[Haskell-cafe] Game of life in haskell.
Jon Harrop
jon at ffconsultancy.com
Tue Feb 2 22:11:34 EST 2010
On Tuesday 02 February 2010 18:44:25 David Leimbach wrote:
> On Tue, Feb 2, 2010 at 11:54 AM, Jon Harrop <jon at ffconsultancy.com> wrote:
> > I meant the scalability and speed. An imperative solution should be
> > simpler, more scalable and faster than any purely functional solution.
>
> That's a pretty strange comment. Why do you think an imperative solution
> is simpler, faster and more scalable?
Mutation can avoid lots of unnecessary allocations and indirections with
minimal risk of error in this case.
> If functional programming can't provide any one of those, it's not worth
> anything,
I doubt programming paradigms live or die according to whether or not they can
implement Conway's Game of Life simply and efficiently.

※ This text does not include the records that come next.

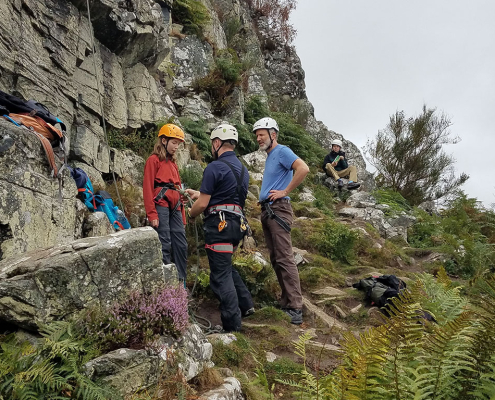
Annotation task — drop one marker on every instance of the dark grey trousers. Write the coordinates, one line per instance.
(172, 236)
(279, 244)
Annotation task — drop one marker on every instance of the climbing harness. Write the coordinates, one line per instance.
(161, 194)
(266, 206)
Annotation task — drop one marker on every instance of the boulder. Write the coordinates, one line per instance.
(361, 200)
(129, 371)
(57, 282)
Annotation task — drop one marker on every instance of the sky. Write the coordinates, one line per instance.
(366, 59)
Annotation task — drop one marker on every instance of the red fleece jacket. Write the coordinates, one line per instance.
(161, 172)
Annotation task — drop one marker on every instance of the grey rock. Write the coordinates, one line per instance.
(361, 200)
(32, 213)
(52, 284)
(356, 309)
(330, 291)
(126, 370)
(312, 311)
(143, 97)
(128, 166)
(129, 371)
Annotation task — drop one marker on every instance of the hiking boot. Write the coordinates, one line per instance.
(353, 185)
(295, 315)
(248, 312)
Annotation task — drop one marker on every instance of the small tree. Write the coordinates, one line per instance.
(409, 158)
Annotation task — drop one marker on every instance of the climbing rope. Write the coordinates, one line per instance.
(100, 98)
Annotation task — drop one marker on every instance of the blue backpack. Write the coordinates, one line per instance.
(84, 187)
(100, 201)
(116, 217)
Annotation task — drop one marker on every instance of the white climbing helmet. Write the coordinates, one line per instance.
(265, 123)
(225, 132)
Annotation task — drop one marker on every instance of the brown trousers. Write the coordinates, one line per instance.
(279, 244)
(351, 171)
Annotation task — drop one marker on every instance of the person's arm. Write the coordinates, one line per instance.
(326, 161)
(199, 205)
(343, 161)
(150, 169)
(301, 169)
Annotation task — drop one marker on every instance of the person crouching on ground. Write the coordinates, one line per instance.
(336, 166)
(221, 197)
(284, 171)
(162, 201)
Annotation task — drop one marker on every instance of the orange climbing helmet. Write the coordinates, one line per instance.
(172, 131)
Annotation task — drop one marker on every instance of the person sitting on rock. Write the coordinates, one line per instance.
(336, 166)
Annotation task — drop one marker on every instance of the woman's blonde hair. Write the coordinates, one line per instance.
(160, 150)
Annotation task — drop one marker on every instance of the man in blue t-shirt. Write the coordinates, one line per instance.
(284, 171)
(221, 197)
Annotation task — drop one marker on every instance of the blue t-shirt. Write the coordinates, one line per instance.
(221, 184)
(278, 172)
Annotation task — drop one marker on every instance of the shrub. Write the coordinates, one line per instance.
(222, 80)
(408, 155)
(200, 135)
(336, 241)
(301, 142)
(192, 14)
(141, 319)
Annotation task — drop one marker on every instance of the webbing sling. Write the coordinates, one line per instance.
(272, 215)
(239, 181)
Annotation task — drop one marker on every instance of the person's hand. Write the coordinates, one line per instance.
(194, 194)
(277, 194)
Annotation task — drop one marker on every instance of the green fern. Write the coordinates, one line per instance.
(50, 370)
(408, 358)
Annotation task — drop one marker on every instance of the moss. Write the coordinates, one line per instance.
(270, 314)
(313, 277)
(305, 210)
(232, 355)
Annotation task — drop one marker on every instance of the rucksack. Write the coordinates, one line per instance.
(116, 217)
(84, 188)
(99, 201)
(37, 119)
(380, 289)
(18, 106)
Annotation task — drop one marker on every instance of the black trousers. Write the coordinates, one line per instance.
(225, 281)
(172, 236)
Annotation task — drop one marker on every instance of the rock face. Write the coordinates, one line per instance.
(46, 53)
(52, 284)
(33, 213)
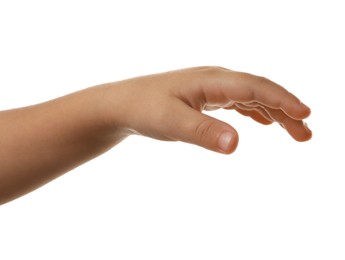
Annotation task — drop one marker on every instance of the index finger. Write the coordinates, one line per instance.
(245, 87)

> and based on the membership in this list, the interest in it
> these days, and the fact that I've seen many occasions where functional
> programming lends itself to a faster implementation (in terms of time to
> implement and test) that's actually readable sooner than a lot of
> imperative approaches...
Of Conway's Game of Life?
--
Dr Jon Harrop, Flying Frog Consultancy Ltd.